- Directed by: James Eaves ("The Ripper"), Alan Ronald ("Stitchgirl") and Pat Higgins ("Vice Day")
- Screenplay by: James Eaves ("The Ripper"), Alan Ronald ("Stitchgirl") and Pat Higgins ("Vice Day")
- Produced by: Steve Barnes ("The Ripper") James Eaves ("The Ripper") Laura Eaves ("The Ripper") Debbie Attwell ("Stitchgirl") Alan Ronald ("Stitchgirl") Pat Higgins ("Vice Day") Pippa Higgins ("Vice Day")
- Starring: Tina Barnes Stuart Gregory Eleanor James Julian Lamoral-Roberts
- Music by: Phil Sheldon
- Distributed by: Safecracker Pictures
- Release date: 15 May 2009;
- Running time: 90 min
- Country: United Kingdom
- Language: English

= Bordello Death Tales =

Bordello Death Tales is a 2009 horror anthology film directed by James Eaves ("The Ripper"), Alan Ronald ("Stitchgirl") and Pat Higgins ("Vice Day").

==Plot==
"The Ripper" features a serial killer who targets strippers and eventually takes home the wrong girl from the title bordello.

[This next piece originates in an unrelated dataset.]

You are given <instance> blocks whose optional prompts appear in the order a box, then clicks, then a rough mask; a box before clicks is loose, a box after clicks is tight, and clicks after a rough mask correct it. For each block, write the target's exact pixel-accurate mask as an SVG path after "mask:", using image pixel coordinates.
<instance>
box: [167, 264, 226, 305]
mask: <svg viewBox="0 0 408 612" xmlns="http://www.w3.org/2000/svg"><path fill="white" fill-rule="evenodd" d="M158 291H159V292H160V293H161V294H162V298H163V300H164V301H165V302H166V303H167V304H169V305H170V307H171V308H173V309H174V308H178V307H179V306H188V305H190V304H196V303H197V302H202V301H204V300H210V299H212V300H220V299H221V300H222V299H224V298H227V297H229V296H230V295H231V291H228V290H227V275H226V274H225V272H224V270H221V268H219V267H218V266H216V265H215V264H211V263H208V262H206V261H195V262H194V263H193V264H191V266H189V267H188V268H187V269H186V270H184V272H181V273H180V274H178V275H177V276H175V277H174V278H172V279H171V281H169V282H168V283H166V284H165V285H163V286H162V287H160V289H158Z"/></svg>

"Stitchgirl" stars Eleanor James as the title character who is crafted from several girls to suit the whims of bordello patron Dr Whale. This segment was intended to be an homage to James Whale's Bride of Frankenstein.

"Vice Day" is the story of Daniel Cain who one day a year indulges his basest urges. On this day, Cain terrorizes a webcam model.

==Reception==
Aint It Cool News said the filmmakers "deliver original and unique chills and thrills." M. J. Simpson called the film "An ambitious and impressive recreation of the golden age of Amicus."